Vorrei segnalare un probabile errore di battitura in una pagina dell’Enciclopedia italiana: leggo "aratri leggieri" ma la "i" mi sembra essersi aggiunta senza permesso. Se cosí non fosse, scusatemi per il tempo che involontariamente vi ho sottratto.

Tra le incertezze che riguardano l’ortografia, una delle più diffuse riguarda la ‹i› di valore diacritico nei plurali di nomi (e aggettivi) femminili uscenti in -cia e -gia (camicie o camice?; ciliegie o ciliegie?; pronvince o provincie?). La regoletta scolastica ormai funziona benino e le incertezze sono poche. Anche all’interno di parola, tra vocali, la ‹i› di valore diacritico suscita qualche dubbio.

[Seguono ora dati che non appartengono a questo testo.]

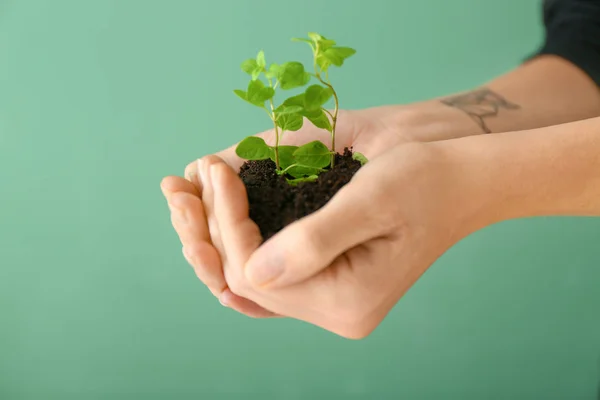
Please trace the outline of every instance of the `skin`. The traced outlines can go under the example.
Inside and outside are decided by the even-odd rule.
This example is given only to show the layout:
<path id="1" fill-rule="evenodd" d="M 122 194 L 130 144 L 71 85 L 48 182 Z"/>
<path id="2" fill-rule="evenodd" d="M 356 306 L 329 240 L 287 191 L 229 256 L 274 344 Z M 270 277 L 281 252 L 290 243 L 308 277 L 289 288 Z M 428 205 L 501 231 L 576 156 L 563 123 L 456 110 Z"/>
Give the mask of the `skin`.
<path id="1" fill-rule="evenodd" d="M 598 177 L 585 173 L 598 161 L 598 134 L 581 132 L 598 132 L 598 120 L 533 129 L 598 115 L 597 87 L 566 61 L 543 57 L 486 88 L 518 107 L 492 104 L 499 111 L 474 118 L 479 104 L 435 99 L 343 112 L 338 150 L 352 145 L 370 162 L 323 209 L 262 245 L 235 173 L 242 163 L 235 146 L 190 164 L 187 179 L 165 178 L 186 259 L 224 305 L 241 313 L 283 315 L 361 338 L 470 233 L 521 216 L 597 215 L 582 204 L 600 195 L 586 189 Z M 486 131 L 520 132 L 481 135 L 482 123 Z M 273 142 L 271 132 L 261 136 Z M 308 126 L 284 143 L 326 138 Z M 555 162 L 559 155 L 565 162 Z"/>

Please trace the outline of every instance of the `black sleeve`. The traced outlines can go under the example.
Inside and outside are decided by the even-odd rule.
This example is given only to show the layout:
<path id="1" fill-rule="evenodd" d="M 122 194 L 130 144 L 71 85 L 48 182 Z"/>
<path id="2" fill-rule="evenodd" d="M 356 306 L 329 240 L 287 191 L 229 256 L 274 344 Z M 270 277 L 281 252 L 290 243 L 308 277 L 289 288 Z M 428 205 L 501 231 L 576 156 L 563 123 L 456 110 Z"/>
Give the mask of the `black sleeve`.
<path id="1" fill-rule="evenodd" d="M 565 58 L 600 85 L 600 0 L 544 0 L 546 34 L 537 55 Z"/>

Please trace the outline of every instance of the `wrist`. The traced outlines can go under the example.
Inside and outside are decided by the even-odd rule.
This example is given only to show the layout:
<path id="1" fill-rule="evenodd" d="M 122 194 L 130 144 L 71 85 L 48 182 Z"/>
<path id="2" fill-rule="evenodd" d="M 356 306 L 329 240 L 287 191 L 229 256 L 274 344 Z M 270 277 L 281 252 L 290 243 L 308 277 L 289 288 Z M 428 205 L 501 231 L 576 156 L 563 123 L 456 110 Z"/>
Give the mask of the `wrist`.
<path id="1" fill-rule="evenodd" d="M 378 107 L 379 116 L 391 129 L 414 142 L 433 142 L 480 135 L 481 128 L 466 114 L 438 100 Z"/>

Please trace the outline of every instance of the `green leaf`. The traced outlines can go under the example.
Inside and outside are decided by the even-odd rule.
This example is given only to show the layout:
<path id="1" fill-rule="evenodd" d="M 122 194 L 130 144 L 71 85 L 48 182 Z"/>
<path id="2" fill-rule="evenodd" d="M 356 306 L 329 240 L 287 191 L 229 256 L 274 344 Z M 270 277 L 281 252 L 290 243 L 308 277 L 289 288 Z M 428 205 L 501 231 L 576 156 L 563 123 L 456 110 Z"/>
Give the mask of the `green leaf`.
<path id="1" fill-rule="evenodd" d="M 329 40 L 329 39 L 319 40 L 319 50 L 320 51 L 325 51 L 333 46 L 335 46 L 335 40 Z"/>
<path id="2" fill-rule="evenodd" d="M 322 170 L 320 168 L 309 167 L 297 163 L 294 153 L 298 150 L 298 146 L 279 146 L 279 166 L 281 170 L 285 170 L 285 174 L 291 175 L 294 178 L 302 178 L 307 175 L 318 175 Z M 275 162 L 275 148 L 271 147 L 271 160 Z"/>
<path id="3" fill-rule="evenodd" d="M 284 131 L 297 131 L 302 128 L 304 118 L 300 114 L 282 114 L 275 123 Z"/>
<path id="4" fill-rule="evenodd" d="M 352 57 L 354 54 L 356 54 L 356 50 L 350 48 L 350 47 L 334 47 L 332 48 L 330 51 L 334 51 L 335 53 L 337 53 L 340 57 L 342 57 L 344 60 L 347 58 Z"/>
<path id="5" fill-rule="evenodd" d="M 302 106 L 288 106 L 282 104 L 275 109 L 275 118 L 279 118 L 280 115 L 299 114 L 302 110 Z"/>
<path id="6" fill-rule="evenodd" d="M 280 66 L 277 80 L 282 89 L 294 89 L 306 85 L 310 81 L 310 74 L 304 70 L 302 63 L 291 61 Z"/>
<path id="7" fill-rule="evenodd" d="M 303 183 L 303 182 L 314 182 L 317 179 L 319 179 L 318 175 L 309 175 L 306 177 L 302 177 L 302 178 L 295 178 L 295 179 L 288 179 L 288 183 L 292 186 L 296 186 L 299 183 Z"/>
<path id="8" fill-rule="evenodd" d="M 310 44 L 310 47 L 312 47 L 313 50 L 317 50 L 318 48 L 319 51 L 327 50 L 328 48 L 333 47 L 336 44 L 335 40 L 327 39 L 325 36 L 320 35 L 316 32 L 309 32 L 308 37 L 310 38 L 310 40 L 304 38 L 293 38 L 292 40 L 296 42 L 306 42 Z"/>
<path id="9" fill-rule="evenodd" d="M 248 101 L 248 93 L 243 90 L 235 89 L 233 93 L 237 94 L 239 98 Z"/>
<path id="10" fill-rule="evenodd" d="M 319 40 L 325 39 L 323 36 L 319 35 L 316 32 L 308 32 L 308 37 L 313 40 L 313 42 L 318 42 Z"/>
<path id="11" fill-rule="evenodd" d="M 271 155 L 271 147 L 263 139 L 250 136 L 237 145 L 235 154 L 244 160 L 266 160 Z"/>
<path id="12" fill-rule="evenodd" d="M 259 53 L 260 54 L 260 53 Z M 264 55 L 263 55 L 264 56 Z M 255 59 L 250 58 L 242 63 L 242 71 L 252 76 L 252 80 L 258 79 L 264 69 L 264 65 L 258 63 L 258 57 Z M 263 59 L 264 61 L 264 59 Z"/>
<path id="13" fill-rule="evenodd" d="M 254 72 L 252 72 L 252 80 L 255 81 L 258 79 L 258 77 L 261 74 L 261 70 L 260 69 L 255 69 Z"/>
<path id="14" fill-rule="evenodd" d="M 253 58 L 250 58 L 242 63 L 242 71 L 250 75 L 252 75 L 252 73 L 257 67 L 258 65 L 256 63 L 256 60 Z"/>
<path id="15" fill-rule="evenodd" d="M 356 161 L 360 161 L 361 165 L 365 165 L 369 160 L 362 153 L 354 152 L 352 153 L 352 159 Z"/>
<path id="16" fill-rule="evenodd" d="M 277 78 L 277 74 L 279 74 L 279 65 L 275 63 L 269 65 L 269 70 L 265 72 L 266 77 L 269 79 Z"/>
<path id="17" fill-rule="evenodd" d="M 318 140 L 300 146 L 294 152 L 294 157 L 298 164 L 312 168 L 325 168 L 331 161 L 329 149 Z"/>
<path id="18" fill-rule="evenodd" d="M 306 38 L 292 38 L 292 42 L 304 42 L 312 44 L 312 40 Z"/>
<path id="19" fill-rule="evenodd" d="M 354 53 L 356 53 L 356 50 L 350 47 L 331 47 L 321 52 L 319 56 L 324 58 L 329 64 L 341 67 L 344 64 L 344 60 L 351 57 Z"/>
<path id="20" fill-rule="evenodd" d="M 310 48 L 313 51 L 316 50 L 315 43 L 312 40 L 305 39 L 305 38 L 292 38 L 292 42 L 304 42 L 304 43 L 308 43 L 308 45 L 310 46 Z"/>
<path id="21" fill-rule="evenodd" d="M 279 146 L 279 167 L 286 169 L 290 165 L 294 165 L 296 159 L 294 158 L 294 152 L 298 149 L 298 146 Z M 271 147 L 271 160 L 275 162 L 275 148 Z"/>
<path id="22" fill-rule="evenodd" d="M 302 86 L 306 85 L 308 82 L 310 82 L 310 78 L 312 77 L 312 74 L 309 72 L 305 72 L 304 73 L 304 77 L 302 78 Z"/>
<path id="23" fill-rule="evenodd" d="M 303 178 L 310 175 L 318 175 L 323 170 L 321 168 L 308 167 L 306 165 L 295 165 L 288 169 L 286 173 L 294 178 Z"/>
<path id="24" fill-rule="evenodd" d="M 304 93 L 298 94 L 296 96 L 288 97 L 283 102 L 284 106 L 300 106 L 304 107 Z"/>
<path id="25" fill-rule="evenodd" d="M 301 93 L 296 96 L 292 96 L 286 99 L 283 102 L 283 106 L 291 107 L 291 106 L 300 106 L 303 108 L 299 114 L 306 117 L 313 125 L 317 128 L 326 129 L 331 132 L 331 122 L 329 121 L 329 117 L 325 114 L 322 108 L 317 108 L 316 110 L 306 110 L 305 101 L 306 93 Z"/>
<path id="26" fill-rule="evenodd" d="M 264 51 L 261 50 L 256 55 L 256 64 L 258 65 L 258 67 L 261 70 L 265 68 L 265 65 L 267 65 L 267 62 L 265 61 L 265 52 Z"/>
<path id="27" fill-rule="evenodd" d="M 308 119 L 314 126 L 321 129 L 326 129 L 331 132 L 331 121 L 329 121 L 329 117 L 325 114 L 322 108 L 319 108 L 315 111 L 304 112 L 303 113 L 306 119 Z"/>
<path id="28" fill-rule="evenodd" d="M 331 98 L 330 88 L 321 85 L 311 85 L 304 92 L 304 108 L 308 111 L 318 110 Z"/>
<path id="29" fill-rule="evenodd" d="M 317 62 L 317 65 L 319 66 L 319 68 L 321 68 L 321 71 L 323 71 L 323 72 L 327 71 L 329 69 L 329 66 L 331 65 L 331 61 L 329 61 L 323 55 L 323 53 L 317 54 L 317 57 L 315 60 Z"/>
<path id="30" fill-rule="evenodd" d="M 255 106 L 264 107 L 265 101 L 273 98 L 275 90 L 272 87 L 265 86 L 262 81 L 250 81 L 248 84 L 247 101 Z"/>

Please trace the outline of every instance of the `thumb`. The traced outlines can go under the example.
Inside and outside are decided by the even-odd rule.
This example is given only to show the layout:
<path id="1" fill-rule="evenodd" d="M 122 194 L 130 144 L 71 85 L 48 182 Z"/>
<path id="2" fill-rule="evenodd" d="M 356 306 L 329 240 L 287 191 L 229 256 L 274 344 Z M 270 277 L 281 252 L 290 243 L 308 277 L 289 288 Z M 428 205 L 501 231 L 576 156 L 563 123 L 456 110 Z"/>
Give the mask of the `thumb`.
<path id="1" fill-rule="evenodd" d="M 250 257 L 246 278 L 255 286 L 282 287 L 327 268 L 337 257 L 386 232 L 367 180 L 344 186 L 323 208 L 284 228 Z M 385 214 L 384 214 L 385 217 Z"/>

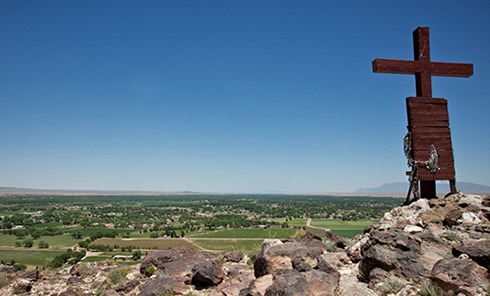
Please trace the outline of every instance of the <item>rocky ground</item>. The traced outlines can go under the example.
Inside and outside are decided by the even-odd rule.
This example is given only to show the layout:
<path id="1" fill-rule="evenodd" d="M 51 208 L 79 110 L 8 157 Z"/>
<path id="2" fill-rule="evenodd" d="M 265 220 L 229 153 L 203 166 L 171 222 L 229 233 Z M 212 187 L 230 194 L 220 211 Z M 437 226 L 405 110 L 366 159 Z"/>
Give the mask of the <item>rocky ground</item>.
<path id="1" fill-rule="evenodd" d="M 7 275 L 1 295 L 489 295 L 490 198 L 456 194 L 386 213 L 350 241 L 265 240 L 254 258 L 158 251 L 141 264 Z"/>

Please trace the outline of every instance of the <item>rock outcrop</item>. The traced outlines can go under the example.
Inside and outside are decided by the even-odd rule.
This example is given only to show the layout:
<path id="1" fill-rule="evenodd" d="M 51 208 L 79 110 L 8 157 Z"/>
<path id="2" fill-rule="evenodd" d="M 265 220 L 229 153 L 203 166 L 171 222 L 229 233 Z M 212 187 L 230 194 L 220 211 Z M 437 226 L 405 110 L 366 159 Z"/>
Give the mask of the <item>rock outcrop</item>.
<path id="1" fill-rule="evenodd" d="M 257 279 L 240 295 L 334 295 L 340 273 L 323 254 L 322 247 L 266 240 L 254 261 Z"/>
<path id="2" fill-rule="evenodd" d="M 420 289 L 430 279 L 443 294 L 487 295 L 489 204 L 480 196 L 456 194 L 395 208 L 348 254 L 359 260 L 360 279 L 378 294 L 390 281 Z"/>

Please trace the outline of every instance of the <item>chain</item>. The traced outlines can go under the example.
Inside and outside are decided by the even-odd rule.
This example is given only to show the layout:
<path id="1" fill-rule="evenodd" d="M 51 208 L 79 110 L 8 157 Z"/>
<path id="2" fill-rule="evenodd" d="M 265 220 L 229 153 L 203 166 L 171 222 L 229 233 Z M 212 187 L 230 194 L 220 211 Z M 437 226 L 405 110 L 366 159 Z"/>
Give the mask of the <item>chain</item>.
<path id="1" fill-rule="evenodd" d="M 429 146 L 429 159 L 426 161 L 417 161 L 412 158 L 412 133 L 408 132 L 405 137 L 403 137 L 403 151 L 405 152 L 405 157 L 407 158 L 407 165 L 411 169 L 409 182 L 410 187 L 408 189 L 407 199 L 405 203 L 409 203 L 410 193 L 413 192 L 414 199 L 419 199 L 419 176 L 418 168 L 419 165 L 425 166 L 431 174 L 435 174 L 440 170 L 439 168 L 439 155 L 437 154 L 436 146 L 431 144 Z"/>

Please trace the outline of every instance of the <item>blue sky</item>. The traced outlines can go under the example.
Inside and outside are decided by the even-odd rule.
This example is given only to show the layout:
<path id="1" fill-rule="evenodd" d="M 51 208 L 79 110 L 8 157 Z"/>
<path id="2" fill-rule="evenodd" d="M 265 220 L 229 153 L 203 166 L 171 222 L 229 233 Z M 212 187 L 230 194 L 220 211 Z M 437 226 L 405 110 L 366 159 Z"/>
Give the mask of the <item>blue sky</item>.
<path id="1" fill-rule="evenodd" d="M 490 184 L 489 1 L 0 1 L 0 185 L 339 192 L 406 180 L 429 26 L 457 180 Z"/>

Sta di fatto che la forma che prevale largamente ed è consigliata come prima tra le varianti nei dizionari è leggero; leggiero è ammesso però come variante letteraria, più antiquata (era normalissima nell’Ottocento e normale nel primo Novecento) e, consapevole lo scrivente, più raffinata (una sprezzatura stilistica, insomma). Si noti che l’articolo dell’Enciclopedia italiana fu scritto nel 1933.